Ils sont surprenant ils font la taille d’un chat domestique mais vivent ici dans la jungle avec des Pumas et des Jaguars, ils restent la plupart du temps en haut des arbres en sécurité.
L’idée est de marché 1 heure et demi environ sur des itinéraires qu’ils connaissent, on se lie à eux avec une corde par sécurité et on les suit c’est eux qui décident où ils vont et quand ils rentrent. C’est extrêmement stimulant pour eux il y a pleins d’odeurs dans la Jungle, ils peuvent grimper aux arbres.
Ensuite en rentrant à l’enclos pour les nourrir et nettoyer leurs enclos, c’est la qu’on se rend compte qu’ils sont sauvages, ils mangent une quantité de viande énorme pour leur taille!
C’est vraiment gratifiant de participer à leur donner la vie la plus digne possible, l’idéal aurait été qu’ils puissent vivre à l’état sauvage dans la jungle, c’est un des slogans de CIWY « garder la vie sauvage, sauvage » l’association aimerait ne pas avoir à exister mais malheureusement il y a beaucoup de gens qui achètent sur le marché noir des animaux sauvages pour chez eux et qui les abandonnent car ils se rendent compte que ce n’est pas gérable.
On rentre ensuite vers 8h au camp pour le petit déjeuner et à 9h je me dirige vers l’enclos de Ru pour m’occuper de lui le matin.
On s’enfonce dans la jungle, on voit des insectes sur le chemin, des singes, des oiseaux.
Ru nous attend allongé dans son enclos, il a un regard magnifique, très profond.
Malheureusement on ne peut pas sortir avec ce jaguar, la matinée consiste donc à faire des tours d’enclos avec lui pour qu’ils se dépense, étant en cage il en a besoin.
Au milieu de la matinée on l’isole dans un petit enclos à part pour pouvoir rentrer dans sa cage en sécurité afin de nettoyer, changer son eau, laisser des odeurs dans son enclos pour le stimuler, cacher sa nourriture dans la terre, dans les arbres pour le stimuler le plus possible.
Ensuite on le laisse manger et on refait des tours d’enclos avec lui.
Au fur et à mesure des jours on apprendra à se connaître et passera des moments exceptionnels ensemble, simplement en marchant, en courant ensemble, en se reposant. Ces animaux sont majestueux.
Retour à midi au camp on mange et se repose jusqu’à 14h on s’occupera des animaux du camp avec 2 autres volontaires, on fait une rotation en fonction des jours pour s’occuper des différents animaux.
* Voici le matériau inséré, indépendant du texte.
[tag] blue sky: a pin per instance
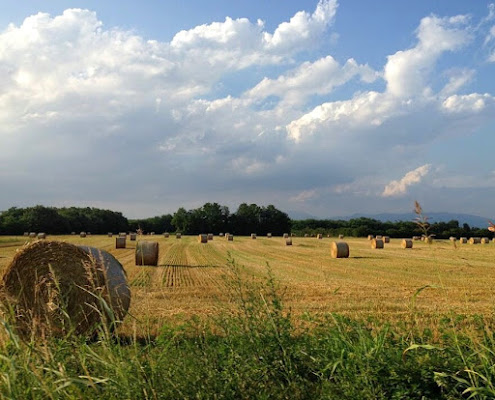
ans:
(324, 107)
Il faut tous les nourrir, il faut aussi nettoyer les cages dont celles des Coatis ces petits animaux sont exceptionnels, très intelligent c’est également possible de sortir avec eux pour l’enrichissement, ce sont de véritables fouines ils passent leurs temps à chercher de la nourriture. C’est pareil on dispose d’un système de sécurité pour ne pas qu’ils s’échappent et ils vont où ils veulent et rentrent quand ils veulent.
Voilà pour le travail en tant que volontaire c’est ainsi 6 jours sur 7, le vendredi soir on fait une soirée entre volontaire et le samedi on se repose.
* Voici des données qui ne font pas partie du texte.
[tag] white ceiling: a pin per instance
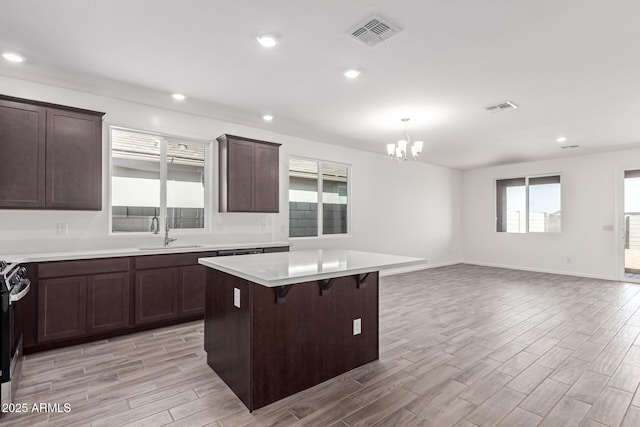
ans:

Il y a également une sortie le mardi soir dans le petit village d’à côté.
C’était une expérience exceptionnelle de vivre un mois dans la jungle et de travailler avec ces animaux. Ça m’a aidé à comprendre l’importance de les protéger contre le trafic illégal, et la préservation de leurs habitats. Je me suis fait de super amis là-bas j’aime bien dire qu’ c’est comme plusieurs années dans la « vrai vie » car nous vivions ensemble dans un environnement exceptionnelle qui nous pousse à être nous-même sans calculs ni arrières pensées.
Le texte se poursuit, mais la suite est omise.